In case you are a runner having a goal to run your first marathon or run a PR marathon then you certainly without a doubt have been exposed to your share of marathon training program information. In case your years of training and researching about how to train for and run a marathon or how to improve your marathon PR have led to disappointment, self-doubt, and distress, then read on. If you’re looking for a marathon training program for people who are busy with jobs, families and lives, then you’ve landed on the right page because in the next few minutes, you’ll be able to get what you are looking for.
Training for a marathon takes considerable time, commitment, and perseverance. Quite possibly the most typical marathon training course available generally consists of no less than six days weekly of coaching. Such type of program uses up considerable time and helps it be difficult to balance in your work life, family, social time, etc. On the other hand, that many days a week or running is not needed and only triggers burnout and injury. The good thing is this:
Four good runs weekly over a 14 to 16 week interval can be an appropriate and efficient program that you can get effectively on the finish line.
The Golden Rule of Surviving Marathon Training: Less is More.
Training and running more is not going to cause far better results. If anything, it is going to lead to a break down of the muscles and also the mind. Simply stated, this is too much running and also the particular reason why runners who run so many days/miles each week in a very heavy marathon training course experience typical injuries which include shin splints, IT Band syndrome, tendinitis, knee pain, etc.
To get better and be better, rest days are only as critical as running day, and a 4 day training week is usually an ideal strategy to achieve appropriate marathon training program balance.
Exactly what does a 4 Day Training Week for Marathon Seem like?

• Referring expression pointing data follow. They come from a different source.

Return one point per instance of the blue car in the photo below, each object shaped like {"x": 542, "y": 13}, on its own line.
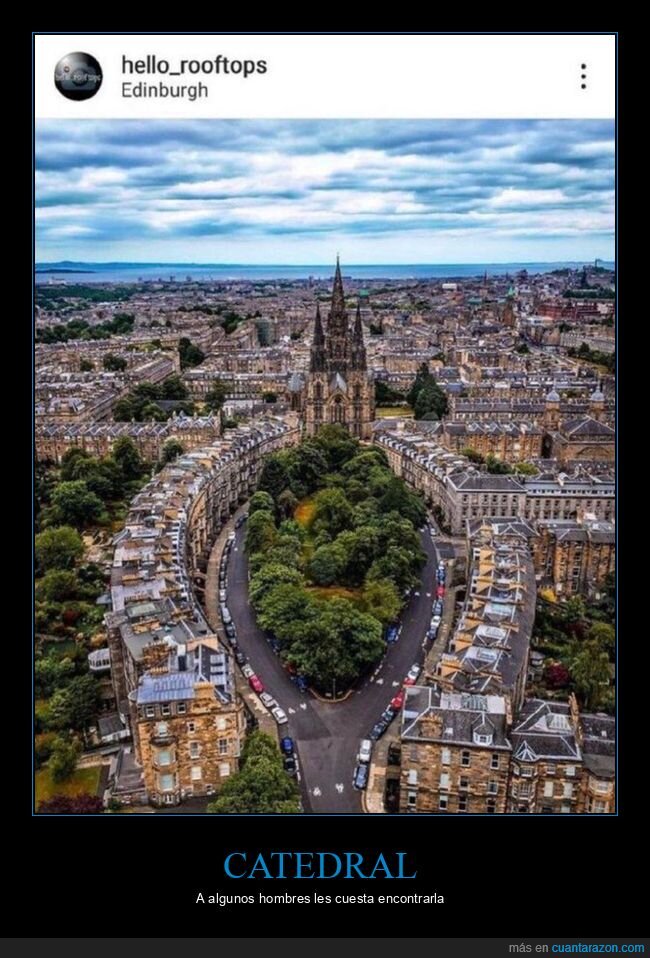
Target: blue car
{"x": 360, "y": 778}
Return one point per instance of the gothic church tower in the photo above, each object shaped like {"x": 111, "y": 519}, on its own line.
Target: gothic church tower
{"x": 339, "y": 388}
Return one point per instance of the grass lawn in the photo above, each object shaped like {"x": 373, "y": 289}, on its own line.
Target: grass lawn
{"x": 383, "y": 412}
{"x": 85, "y": 781}
{"x": 304, "y": 511}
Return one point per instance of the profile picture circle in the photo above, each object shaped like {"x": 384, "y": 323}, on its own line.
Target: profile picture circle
{"x": 78, "y": 76}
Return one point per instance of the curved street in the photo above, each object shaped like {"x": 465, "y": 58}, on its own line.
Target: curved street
{"x": 327, "y": 735}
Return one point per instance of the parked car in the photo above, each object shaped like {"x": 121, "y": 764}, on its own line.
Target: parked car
{"x": 397, "y": 701}
{"x": 414, "y": 671}
{"x": 279, "y": 715}
{"x": 365, "y": 750}
{"x": 378, "y": 730}
{"x": 360, "y": 778}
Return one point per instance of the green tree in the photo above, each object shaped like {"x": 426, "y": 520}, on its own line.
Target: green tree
{"x": 75, "y": 505}
{"x": 57, "y": 585}
{"x": 171, "y": 450}
{"x": 332, "y": 512}
{"x": 381, "y": 599}
{"x": 327, "y": 564}
{"x": 113, "y": 363}
{"x": 63, "y": 760}
{"x": 269, "y": 576}
{"x": 261, "y": 786}
{"x": 75, "y": 706}
{"x": 59, "y": 547}
{"x": 126, "y": 455}
{"x": 260, "y": 533}
{"x": 590, "y": 671}
{"x": 261, "y": 502}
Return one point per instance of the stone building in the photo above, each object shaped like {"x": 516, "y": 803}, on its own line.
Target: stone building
{"x": 455, "y": 752}
{"x": 546, "y": 758}
{"x": 338, "y": 387}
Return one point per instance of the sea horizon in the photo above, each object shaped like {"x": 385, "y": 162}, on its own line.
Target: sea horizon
{"x": 132, "y": 272}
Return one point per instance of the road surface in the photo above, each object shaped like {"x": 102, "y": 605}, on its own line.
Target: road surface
{"x": 327, "y": 735}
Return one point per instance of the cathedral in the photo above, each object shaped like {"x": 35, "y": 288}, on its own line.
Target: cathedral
{"x": 339, "y": 388}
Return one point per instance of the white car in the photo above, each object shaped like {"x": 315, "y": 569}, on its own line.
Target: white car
{"x": 365, "y": 750}
{"x": 279, "y": 716}
{"x": 414, "y": 671}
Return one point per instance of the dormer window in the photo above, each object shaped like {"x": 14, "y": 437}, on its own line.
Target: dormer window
{"x": 481, "y": 738}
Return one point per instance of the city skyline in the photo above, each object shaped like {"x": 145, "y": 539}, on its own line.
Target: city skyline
{"x": 289, "y": 192}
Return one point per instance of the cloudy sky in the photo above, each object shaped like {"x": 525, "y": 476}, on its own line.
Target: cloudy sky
{"x": 296, "y": 192}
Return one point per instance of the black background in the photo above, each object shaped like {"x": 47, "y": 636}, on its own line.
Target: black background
{"x": 499, "y": 875}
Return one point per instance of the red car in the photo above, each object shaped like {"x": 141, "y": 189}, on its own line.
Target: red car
{"x": 397, "y": 702}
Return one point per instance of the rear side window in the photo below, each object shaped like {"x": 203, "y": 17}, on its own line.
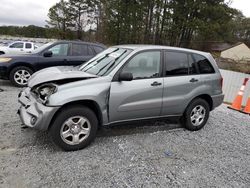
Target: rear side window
{"x": 98, "y": 49}
{"x": 176, "y": 63}
{"x": 28, "y": 45}
{"x": 79, "y": 50}
{"x": 203, "y": 64}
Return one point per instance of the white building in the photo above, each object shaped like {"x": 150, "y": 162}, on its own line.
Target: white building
{"x": 238, "y": 52}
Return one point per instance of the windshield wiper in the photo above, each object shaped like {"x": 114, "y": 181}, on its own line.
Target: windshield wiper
{"x": 112, "y": 63}
{"x": 99, "y": 60}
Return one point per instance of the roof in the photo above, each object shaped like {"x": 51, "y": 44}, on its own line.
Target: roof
{"x": 80, "y": 42}
{"x": 232, "y": 46}
{"x": 145, "y": 47}
{"x": 218, "y": 47}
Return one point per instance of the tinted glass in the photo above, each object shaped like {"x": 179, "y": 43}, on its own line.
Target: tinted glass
{"x": 17, "y": 45}
{"x": 176, "y": 63}
{"x": 203, "y": 64}
{"x": 98, "y": 49}
{"x": 192, "y": 65}
{"x": 79, "y": 50}
{"x": 28, "y": 45}
{"x": 144, "y": 65}
{"x": 60, "y": 49}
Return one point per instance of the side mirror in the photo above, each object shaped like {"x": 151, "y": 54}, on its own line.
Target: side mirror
{"x": 47, "y": 54}
{"x": 125, "y": 76}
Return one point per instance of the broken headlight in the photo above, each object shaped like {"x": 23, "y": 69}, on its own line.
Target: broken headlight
{"x": 44, "y": 91}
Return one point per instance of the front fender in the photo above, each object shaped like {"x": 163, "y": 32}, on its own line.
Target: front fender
{"x": 97, "y": 92}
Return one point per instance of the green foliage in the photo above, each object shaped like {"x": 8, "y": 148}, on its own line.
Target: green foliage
{"x": 184, "y": 23}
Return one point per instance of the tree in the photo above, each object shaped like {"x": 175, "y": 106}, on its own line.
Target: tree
{"x": 60, "y": 18}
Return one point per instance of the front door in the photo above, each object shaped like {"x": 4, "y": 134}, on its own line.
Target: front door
{"x": 141, "y": 97}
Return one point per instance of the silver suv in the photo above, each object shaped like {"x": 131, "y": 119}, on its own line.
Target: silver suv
{"x": 122, "y": 84}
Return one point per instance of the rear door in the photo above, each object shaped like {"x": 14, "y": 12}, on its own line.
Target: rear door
{"x": 141, "y": 97}
{"x": 59, "y": 56}
{"x": 181, "y": 81}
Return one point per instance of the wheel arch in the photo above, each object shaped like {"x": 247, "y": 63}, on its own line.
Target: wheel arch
{"x": 88, "y": 103}
{"x": 205, "y": 97}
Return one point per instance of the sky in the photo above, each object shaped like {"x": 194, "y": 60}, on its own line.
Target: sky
{"x": 34, "y": 12}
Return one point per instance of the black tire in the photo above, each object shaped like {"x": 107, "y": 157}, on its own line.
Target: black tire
{"x": 59, "y": 123}
{"x": 197, "y": 103}
{"x": 28, "y": 72}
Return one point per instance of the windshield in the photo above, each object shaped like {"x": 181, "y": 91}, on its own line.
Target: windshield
{"x": 105, "y": 62}
{"x": 41, "y": 48}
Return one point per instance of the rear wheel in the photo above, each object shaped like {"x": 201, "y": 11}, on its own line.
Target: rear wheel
{"x": 74, "y": 128}
{"x": 196, "y": 115}
{"x": 19, "y": 76}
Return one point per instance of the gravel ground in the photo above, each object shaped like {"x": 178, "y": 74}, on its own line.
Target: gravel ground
{"x": 159, "y": 155}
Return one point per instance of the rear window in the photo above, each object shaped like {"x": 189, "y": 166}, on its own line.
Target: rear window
{"x": 203, "y": 64}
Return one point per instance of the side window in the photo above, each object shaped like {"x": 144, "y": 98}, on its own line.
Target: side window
{"x": 60, "y": 50}
{"x": 192, "y": 65}
{"x": 203, "y": 64}
{"x": 28, "y": 45}
{"x": 79, "y": 50}
{"x": 144, "y": 65}
{"x": 98, "y": 49}
{"x": 17, "y": 45}
{"x": 176, "y": 63}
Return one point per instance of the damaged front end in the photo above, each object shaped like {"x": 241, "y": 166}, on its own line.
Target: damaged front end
{"x": 34, "y": 111}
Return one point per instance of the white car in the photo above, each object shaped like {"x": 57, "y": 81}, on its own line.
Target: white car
{"x": 18, "y": 47}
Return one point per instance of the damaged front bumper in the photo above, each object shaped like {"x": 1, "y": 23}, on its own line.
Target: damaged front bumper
{"x": 33, "y": 113}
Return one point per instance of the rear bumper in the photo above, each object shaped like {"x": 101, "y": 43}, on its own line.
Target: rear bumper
{"x": 217, "y": 100}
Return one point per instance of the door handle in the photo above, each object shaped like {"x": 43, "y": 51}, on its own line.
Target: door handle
{"x": 156, "y": 84}
{"x": 193, "y": 80}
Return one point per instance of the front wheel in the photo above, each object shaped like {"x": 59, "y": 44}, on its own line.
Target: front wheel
{"x": 19, "y": 76}
{"x": 196, "y": 115}
{"x": 74, "y": 128}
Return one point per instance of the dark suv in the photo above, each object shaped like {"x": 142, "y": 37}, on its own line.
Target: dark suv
{"x": 18, "y": 69}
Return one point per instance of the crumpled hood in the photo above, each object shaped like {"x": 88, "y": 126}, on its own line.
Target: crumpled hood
{"x": 57, "y": 73}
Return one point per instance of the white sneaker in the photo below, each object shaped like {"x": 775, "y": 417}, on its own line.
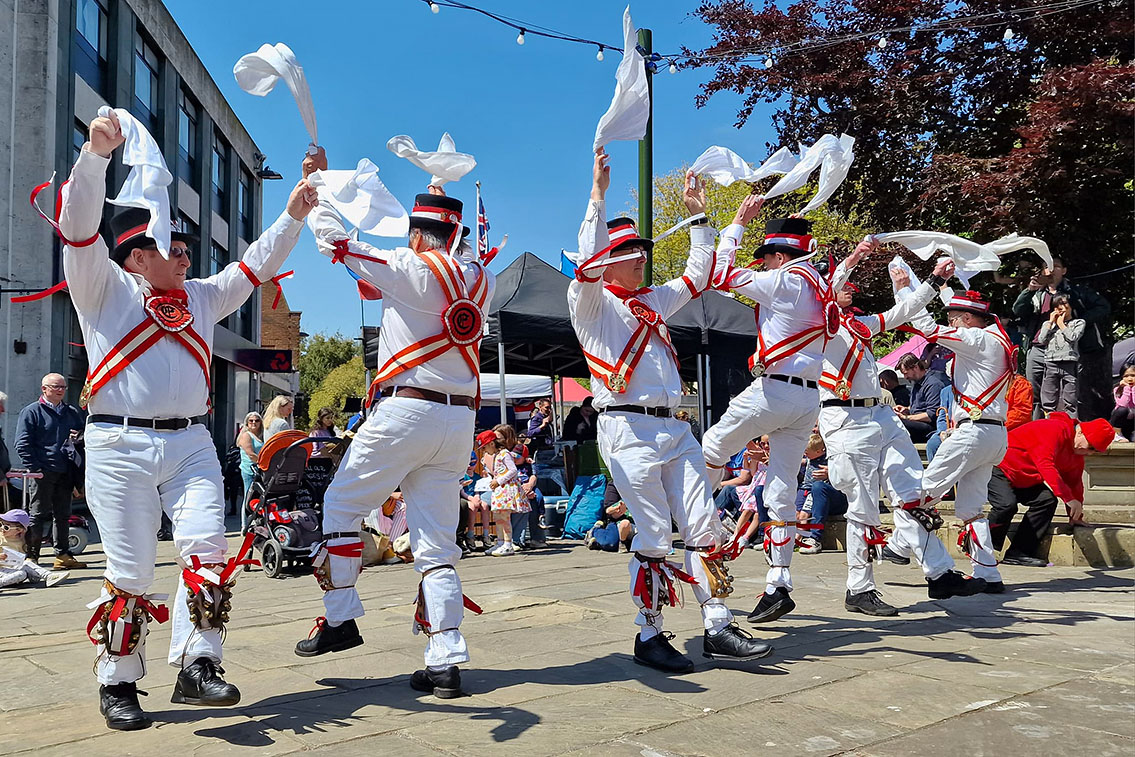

A marathon training course that can produce amazing results for busy runners consists of four days weekly of high quality running. Each run has a diverse focus and varies with pace, distance, and effort level. A mixture of these run exercise sessions is the perfect balance of challenging our bodies to get ready for running a 26.2 mile affair. Furthermore, the built in rest days permit muscle recovery and injury prevention.
A sample of the 4 day training week:
-Mon: Active Recovery
-Tues: Speed workout (i.e. 3-4x 1-mile repeats at tempo with 2:1 work:rest ratio)
-Wed: Easy Run (i.e. 5-10 miles aerobic)
-Thurs: Active Recovery
-Fri: Intervals or Hill workout (5-10x steep 1-2 minute hill repeats with walk or jog down)
-Sat: Active Recovery
-Sun: Long Run (10 – 20miles that include race pace intervals and fast finishes)
Your longest long run need to be 20 miles and also you would do a training build-up to this distance over the course of sixteen weeks. Three weeks before the marathon race will be a taper, during which you progressively minimize mileage.
Every active recovery day range from central, yoga along with other recovery methods.
Additionally, it’s also wise to consist of strength training exercises in a 4 day per week plan. Running a marathon exacts a fantastic toll on a runner’s body. Strengthening the core and legs will help you better cope with the mileage you will go beyond the next several months. You do not need highly-priced products or even a gym membership to produce a stronger body. Bodyweight exercises are all you need.
In reality, many high level runners do a majority of their strength training in this way. After you started doing strength based body weight exercises, you won’t feel just how much stronger you are and how much your running will increase. You’ll be able to merely perform a six exercise set, twice per week, and would be dazzled by the outcome of incorporating this into your marathon training program. It is somewhat simple, but it really works.